МЕТААНАЛИЗ ИССЛЕДОВАНИЙ ПО СРАВНЕНИЮ ЭФФЕКТИВНОСТИ РЕЖИМОВ FOLFOXIRI И FOLFOX ИЛИ FOLFIRI С ТАРГЕТНОЙ ТЕРАПИЕЙ ПРИ МЕТАСТАТИЧЕСКОМ РАКЕ ТОЛСТОЙ КИШКИ С МУТАЦИЕЙ В ГЕНЕ BRAF

Introduction. Based on the subgroup analysis of the TRIBE study FOLFOXIRI with bevacizumab is the recommended option for patients (pts) with m BRAF metastatic colorectal cancer (mCRC) in the 1st line. However, subgroup analysis of other studies showed conflicting results.
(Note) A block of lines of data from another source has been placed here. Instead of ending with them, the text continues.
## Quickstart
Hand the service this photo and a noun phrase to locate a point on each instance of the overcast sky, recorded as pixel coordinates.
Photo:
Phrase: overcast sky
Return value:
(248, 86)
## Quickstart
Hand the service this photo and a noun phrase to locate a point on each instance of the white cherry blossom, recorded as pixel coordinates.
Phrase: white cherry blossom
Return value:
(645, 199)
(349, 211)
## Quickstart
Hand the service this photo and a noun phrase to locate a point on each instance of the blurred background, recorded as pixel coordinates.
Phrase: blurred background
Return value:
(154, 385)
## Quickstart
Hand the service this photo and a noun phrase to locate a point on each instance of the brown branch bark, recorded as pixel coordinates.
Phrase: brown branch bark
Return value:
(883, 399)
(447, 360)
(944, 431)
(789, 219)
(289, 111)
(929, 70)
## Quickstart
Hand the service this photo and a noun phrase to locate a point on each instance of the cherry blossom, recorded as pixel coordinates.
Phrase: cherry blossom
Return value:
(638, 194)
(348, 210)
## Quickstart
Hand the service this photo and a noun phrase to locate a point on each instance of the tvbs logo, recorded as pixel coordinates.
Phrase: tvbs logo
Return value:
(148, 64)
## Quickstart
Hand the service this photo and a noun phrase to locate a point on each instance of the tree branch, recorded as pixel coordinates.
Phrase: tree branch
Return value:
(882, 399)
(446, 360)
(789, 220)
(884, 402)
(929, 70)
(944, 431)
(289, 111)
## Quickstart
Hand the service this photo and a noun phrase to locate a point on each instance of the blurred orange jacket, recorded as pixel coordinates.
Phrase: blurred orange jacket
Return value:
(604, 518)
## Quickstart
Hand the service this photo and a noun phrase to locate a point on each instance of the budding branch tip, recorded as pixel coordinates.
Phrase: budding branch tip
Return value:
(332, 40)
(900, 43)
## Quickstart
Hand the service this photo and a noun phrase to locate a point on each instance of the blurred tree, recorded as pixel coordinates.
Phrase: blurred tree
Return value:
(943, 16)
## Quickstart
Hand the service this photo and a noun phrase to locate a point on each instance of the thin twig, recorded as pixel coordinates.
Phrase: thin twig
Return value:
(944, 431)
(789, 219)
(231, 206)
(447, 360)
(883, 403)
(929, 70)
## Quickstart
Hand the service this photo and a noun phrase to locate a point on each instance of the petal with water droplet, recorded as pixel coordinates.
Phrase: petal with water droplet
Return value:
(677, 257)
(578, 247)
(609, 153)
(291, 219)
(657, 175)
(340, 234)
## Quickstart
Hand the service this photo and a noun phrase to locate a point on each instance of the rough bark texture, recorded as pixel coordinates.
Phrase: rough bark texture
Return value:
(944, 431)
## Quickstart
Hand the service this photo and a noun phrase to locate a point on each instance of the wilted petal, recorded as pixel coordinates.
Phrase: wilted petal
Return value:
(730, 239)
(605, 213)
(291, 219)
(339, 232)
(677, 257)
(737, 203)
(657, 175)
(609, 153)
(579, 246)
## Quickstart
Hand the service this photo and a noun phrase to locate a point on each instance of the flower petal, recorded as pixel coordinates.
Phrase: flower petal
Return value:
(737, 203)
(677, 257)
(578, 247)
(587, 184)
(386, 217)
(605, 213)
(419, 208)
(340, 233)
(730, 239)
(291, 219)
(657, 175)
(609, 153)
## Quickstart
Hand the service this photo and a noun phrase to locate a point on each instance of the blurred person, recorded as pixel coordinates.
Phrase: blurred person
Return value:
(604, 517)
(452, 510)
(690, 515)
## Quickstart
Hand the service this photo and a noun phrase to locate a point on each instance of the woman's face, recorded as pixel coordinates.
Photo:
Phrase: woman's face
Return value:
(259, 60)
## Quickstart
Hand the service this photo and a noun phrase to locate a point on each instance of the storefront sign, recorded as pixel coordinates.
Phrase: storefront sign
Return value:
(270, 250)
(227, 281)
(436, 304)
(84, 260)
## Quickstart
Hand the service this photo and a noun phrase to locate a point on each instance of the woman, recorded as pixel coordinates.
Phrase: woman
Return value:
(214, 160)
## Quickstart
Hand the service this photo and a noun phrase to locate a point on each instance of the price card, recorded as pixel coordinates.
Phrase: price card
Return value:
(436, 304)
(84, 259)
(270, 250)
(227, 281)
Therefore, we performed systemic review and meta-analysis to compare efficacy FOLFOXIRI and doublets with targeted therapy in pts with m BRAF mCRC in terms of progression free survival (PFS), objective response rate (ORR) and overall survival (OS). Methods. We performed a search of all prospective randomizes studies in PubMed, ASCO and ESMO congresses for all years before May, 2020, compared FOLFOXIRI plus bevacizumab or anti-EGFR antibodies and FOLFOX or FOLFIRI with targeted agents at the 1st line with information of the BR AF status. Primary outcome was hazard ratio (HR) for PFS and 95% confidence interval (CI); secondary – HR for OS and odds ratio (OD) for ORR. Fixed effects were used for analysis. Meta-analysis was conducted by Review Manager Ver. 5.3. Results. We identified 6 trials (CHARTA, STEAM, TRIBE, TRIBE2, VISNU, METHEP2), which included 158 pts with mBRAF (FOLFOXIRI – 82 (52%) and doublets – 76 (48%). According to results of the meta-analysis there was a tendency for higher ORR in pts with FOLFOXIRI (OR 2.07, 95% CI 0.61–7.06; p = 0.24; I 2  = 27%, p for heterogeneity 0.26; 3 trials). However we didn’t find any significant improvement in PFS (HR 0.89, 95% CI 0.64–1.23; p = 0.48; I 2  = 0%, p for heterogeneity 0.63; 5 trials) or OS (HR 0.9, 95% CI 0.37–1.19; p = 0.048; I 2  = 71%, p for heterogeneity 0.06; 2 trials) in the group of triplet. Conclusions. FOLFOXIRI with targeted therapy did not show significant improvement in the PFS and OS in pts with m BRAF compared with FOLFOX or FOLFIRI with targeted antibodies. A prospective randomized trial is needed to determine the optimal chemotherapy regimen at the 1 st  line for pts with m BRAF mCRC.